The question in both cases is how is the list created? To what degree am I certain that the item that is on the list belongs there? So list certainty is another critical dimension of both blacklisting and whitelisting. And false positives are bad in both cases.
So if I am a blacklist/deny vendor I want to make sure something good doesn’t get on my list. (the McAfee issue).
And if I am a whitelist/allow vendor I want to make sure something bad doesn’t get on my list.
The question of Reputation vs. Provenance is really the question of HOW one selects WHAT GETS ON the White or allow LIST.
Graylist methods are risky (the promiscuous and indirect gathering of whitelist object in the wild) as it is often ambiguous as to the source and quality of those measurements. Reputational methods can be risky as well, depending on HOW that reputation is established. Often it is based on PREVALENCE, i.e. how frequently have I seen this code.
Provenance-based whitelist creation is based on very direct extraction of the software DNA from sources as close as possible to the source (the author//ISV) and where the chain of custody of that software DNA is carefully protected so that the confidence of true source is as high as possible.
If we don’t have the highest possible quality lists on which to base our allow / deny methods, we are simply adding to our risk and uncertainty. Effective policy decisions (allow/deny) completely depend on good data (both quality and quantity — but the quantity question I’ll reserve for another day).

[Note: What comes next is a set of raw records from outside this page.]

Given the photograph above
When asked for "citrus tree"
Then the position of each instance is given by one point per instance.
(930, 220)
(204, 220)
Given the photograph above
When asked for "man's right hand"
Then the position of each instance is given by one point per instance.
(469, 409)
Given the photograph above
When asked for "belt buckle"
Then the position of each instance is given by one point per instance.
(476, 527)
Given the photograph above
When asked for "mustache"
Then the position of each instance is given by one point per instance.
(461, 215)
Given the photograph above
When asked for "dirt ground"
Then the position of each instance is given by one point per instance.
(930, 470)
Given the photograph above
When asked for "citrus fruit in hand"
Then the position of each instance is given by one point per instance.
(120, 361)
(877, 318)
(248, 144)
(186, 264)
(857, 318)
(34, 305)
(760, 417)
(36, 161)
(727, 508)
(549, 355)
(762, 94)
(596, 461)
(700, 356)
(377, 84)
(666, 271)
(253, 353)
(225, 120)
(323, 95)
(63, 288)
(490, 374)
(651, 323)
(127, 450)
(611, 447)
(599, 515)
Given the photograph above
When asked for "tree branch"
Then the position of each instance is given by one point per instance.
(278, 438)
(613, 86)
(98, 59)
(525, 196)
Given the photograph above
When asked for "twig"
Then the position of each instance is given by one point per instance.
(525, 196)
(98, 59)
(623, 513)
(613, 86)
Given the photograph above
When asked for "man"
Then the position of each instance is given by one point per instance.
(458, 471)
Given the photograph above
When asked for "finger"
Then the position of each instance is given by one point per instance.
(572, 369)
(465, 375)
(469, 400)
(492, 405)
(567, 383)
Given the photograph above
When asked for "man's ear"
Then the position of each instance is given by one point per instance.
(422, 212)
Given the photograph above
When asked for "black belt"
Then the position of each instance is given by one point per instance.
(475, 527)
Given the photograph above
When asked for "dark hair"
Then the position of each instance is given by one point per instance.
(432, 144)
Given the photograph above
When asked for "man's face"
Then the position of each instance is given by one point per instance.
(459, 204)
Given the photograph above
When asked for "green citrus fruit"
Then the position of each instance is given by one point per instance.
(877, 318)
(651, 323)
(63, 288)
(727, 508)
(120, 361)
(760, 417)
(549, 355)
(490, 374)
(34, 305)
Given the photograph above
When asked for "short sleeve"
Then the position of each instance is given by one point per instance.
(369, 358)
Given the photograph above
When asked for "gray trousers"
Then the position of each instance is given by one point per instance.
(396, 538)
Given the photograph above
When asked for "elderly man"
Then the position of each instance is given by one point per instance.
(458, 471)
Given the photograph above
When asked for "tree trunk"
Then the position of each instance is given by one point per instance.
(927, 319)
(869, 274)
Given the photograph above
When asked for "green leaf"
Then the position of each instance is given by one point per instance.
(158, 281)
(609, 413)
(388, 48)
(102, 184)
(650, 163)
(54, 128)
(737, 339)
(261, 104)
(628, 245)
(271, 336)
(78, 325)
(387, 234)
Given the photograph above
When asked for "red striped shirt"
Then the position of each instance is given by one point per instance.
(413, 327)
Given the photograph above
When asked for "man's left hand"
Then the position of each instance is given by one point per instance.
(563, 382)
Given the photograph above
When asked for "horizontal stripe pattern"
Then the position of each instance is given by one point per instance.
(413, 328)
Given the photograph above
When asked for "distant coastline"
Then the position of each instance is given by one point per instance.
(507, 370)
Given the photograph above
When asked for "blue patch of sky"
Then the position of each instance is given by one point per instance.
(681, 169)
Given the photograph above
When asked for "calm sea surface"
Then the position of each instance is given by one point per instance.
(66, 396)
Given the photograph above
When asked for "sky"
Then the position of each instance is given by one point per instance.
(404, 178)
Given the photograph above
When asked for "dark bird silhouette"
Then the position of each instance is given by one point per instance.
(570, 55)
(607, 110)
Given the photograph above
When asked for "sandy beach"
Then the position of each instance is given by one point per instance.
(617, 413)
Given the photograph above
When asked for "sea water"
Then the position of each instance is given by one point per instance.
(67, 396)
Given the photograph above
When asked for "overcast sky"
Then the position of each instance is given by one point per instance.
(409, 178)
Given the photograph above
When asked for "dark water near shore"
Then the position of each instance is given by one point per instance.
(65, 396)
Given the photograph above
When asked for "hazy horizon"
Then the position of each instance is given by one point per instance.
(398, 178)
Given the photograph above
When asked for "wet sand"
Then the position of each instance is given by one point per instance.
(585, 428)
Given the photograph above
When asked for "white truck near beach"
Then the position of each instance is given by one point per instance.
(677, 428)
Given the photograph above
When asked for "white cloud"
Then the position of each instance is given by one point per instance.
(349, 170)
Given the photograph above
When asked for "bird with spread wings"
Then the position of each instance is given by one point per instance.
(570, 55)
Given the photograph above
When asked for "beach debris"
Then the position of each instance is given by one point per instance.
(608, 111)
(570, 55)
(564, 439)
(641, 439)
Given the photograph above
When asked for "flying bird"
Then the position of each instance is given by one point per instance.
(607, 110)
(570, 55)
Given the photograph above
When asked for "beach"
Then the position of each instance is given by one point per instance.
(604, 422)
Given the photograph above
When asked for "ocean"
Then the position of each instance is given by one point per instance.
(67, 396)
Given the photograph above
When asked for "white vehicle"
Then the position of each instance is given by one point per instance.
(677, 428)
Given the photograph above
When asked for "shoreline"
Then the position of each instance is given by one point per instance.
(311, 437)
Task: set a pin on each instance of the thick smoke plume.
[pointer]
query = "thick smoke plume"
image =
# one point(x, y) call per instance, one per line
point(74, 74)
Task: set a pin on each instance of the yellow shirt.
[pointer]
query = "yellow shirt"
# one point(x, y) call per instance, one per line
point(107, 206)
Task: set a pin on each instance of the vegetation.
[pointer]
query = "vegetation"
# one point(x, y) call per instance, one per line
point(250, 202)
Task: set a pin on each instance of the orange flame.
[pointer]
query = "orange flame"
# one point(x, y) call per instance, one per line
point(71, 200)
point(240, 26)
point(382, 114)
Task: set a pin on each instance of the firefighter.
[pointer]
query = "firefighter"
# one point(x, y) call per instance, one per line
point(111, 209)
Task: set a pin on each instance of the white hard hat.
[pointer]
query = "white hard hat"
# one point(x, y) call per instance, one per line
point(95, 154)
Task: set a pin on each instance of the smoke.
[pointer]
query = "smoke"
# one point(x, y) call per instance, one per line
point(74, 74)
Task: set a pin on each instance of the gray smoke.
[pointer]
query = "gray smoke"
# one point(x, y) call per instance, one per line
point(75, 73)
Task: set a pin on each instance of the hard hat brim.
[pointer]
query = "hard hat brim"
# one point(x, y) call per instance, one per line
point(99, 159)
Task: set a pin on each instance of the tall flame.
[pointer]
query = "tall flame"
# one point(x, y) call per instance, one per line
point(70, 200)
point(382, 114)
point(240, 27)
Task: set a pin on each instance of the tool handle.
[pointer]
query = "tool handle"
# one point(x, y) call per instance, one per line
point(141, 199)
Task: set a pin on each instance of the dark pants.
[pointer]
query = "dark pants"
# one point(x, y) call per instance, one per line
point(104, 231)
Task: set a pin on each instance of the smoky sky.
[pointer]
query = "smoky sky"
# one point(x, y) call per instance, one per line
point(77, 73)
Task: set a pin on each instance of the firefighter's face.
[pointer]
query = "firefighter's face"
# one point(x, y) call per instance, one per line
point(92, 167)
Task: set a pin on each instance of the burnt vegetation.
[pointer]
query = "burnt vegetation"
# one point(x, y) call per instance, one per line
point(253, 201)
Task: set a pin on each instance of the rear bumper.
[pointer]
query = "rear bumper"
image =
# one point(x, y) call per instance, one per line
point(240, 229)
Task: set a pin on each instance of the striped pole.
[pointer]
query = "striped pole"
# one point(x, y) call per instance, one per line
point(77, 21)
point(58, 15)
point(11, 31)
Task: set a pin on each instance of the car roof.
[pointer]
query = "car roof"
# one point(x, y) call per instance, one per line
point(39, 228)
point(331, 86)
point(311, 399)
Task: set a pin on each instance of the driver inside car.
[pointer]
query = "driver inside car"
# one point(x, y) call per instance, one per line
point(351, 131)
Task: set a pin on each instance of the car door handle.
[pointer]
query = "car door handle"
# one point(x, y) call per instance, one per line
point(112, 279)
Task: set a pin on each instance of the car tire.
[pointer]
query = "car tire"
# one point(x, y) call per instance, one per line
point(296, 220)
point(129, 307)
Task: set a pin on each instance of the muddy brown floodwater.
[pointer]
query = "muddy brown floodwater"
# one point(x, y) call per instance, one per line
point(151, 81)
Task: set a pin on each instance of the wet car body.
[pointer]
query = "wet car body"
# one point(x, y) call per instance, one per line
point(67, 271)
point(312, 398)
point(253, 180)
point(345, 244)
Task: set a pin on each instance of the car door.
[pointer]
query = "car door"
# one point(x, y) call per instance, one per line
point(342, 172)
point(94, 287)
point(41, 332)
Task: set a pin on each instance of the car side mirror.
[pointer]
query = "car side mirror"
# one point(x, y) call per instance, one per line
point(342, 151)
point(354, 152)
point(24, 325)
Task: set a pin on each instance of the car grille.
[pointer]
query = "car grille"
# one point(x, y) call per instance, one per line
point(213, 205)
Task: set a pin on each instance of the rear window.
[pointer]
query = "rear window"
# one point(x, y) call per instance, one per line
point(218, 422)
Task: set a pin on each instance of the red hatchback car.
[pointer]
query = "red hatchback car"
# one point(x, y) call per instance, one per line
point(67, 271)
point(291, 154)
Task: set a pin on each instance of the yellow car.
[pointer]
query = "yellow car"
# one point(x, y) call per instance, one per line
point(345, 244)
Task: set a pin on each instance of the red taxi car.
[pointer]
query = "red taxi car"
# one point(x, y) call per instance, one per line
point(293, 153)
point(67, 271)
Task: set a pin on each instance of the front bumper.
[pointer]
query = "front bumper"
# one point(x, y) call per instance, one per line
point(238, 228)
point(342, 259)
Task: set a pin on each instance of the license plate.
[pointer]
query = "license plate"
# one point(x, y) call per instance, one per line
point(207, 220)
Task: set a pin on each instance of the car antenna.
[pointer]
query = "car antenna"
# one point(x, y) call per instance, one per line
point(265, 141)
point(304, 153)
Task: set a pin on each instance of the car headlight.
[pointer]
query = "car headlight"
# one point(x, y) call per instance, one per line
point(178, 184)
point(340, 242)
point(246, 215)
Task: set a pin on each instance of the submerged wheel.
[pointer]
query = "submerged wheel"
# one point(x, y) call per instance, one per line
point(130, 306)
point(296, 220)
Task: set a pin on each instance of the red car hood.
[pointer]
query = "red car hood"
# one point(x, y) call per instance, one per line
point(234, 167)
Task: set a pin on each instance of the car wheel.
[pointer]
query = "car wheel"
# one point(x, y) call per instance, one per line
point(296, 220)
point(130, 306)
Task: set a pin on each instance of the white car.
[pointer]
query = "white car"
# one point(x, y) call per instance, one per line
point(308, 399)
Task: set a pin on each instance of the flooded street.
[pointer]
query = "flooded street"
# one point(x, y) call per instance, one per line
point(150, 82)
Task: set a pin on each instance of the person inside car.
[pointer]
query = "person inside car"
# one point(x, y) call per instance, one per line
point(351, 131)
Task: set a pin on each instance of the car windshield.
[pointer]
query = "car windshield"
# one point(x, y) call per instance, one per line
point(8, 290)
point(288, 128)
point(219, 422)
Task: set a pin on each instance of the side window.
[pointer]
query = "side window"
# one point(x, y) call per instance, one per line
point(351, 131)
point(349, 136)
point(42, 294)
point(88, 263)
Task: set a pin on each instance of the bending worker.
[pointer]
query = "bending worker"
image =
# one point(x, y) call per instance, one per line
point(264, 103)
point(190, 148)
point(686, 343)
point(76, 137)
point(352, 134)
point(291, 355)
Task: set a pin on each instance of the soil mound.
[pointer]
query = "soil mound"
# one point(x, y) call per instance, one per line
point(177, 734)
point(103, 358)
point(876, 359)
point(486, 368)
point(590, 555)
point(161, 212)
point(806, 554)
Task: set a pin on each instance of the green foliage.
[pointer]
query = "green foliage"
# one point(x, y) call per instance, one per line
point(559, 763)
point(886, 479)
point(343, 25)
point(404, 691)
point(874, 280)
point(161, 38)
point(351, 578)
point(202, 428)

That was my point. I am sorry if I was not clear. For more on the subject, please read my blog: http://signacert.wordpress.com/2009/06/
Wyatt.
The Whitelist product I used did not allow changed files to run until they were approved. In my case I would allow updates on a couple test PCs, then if there were no issues I would approve those files for the rest of the network. The files were identified by their HASH not just their name. I would perform the same steps for Microsoft Updates as well. You can have the best product in the world, but if you open holes it is worthless.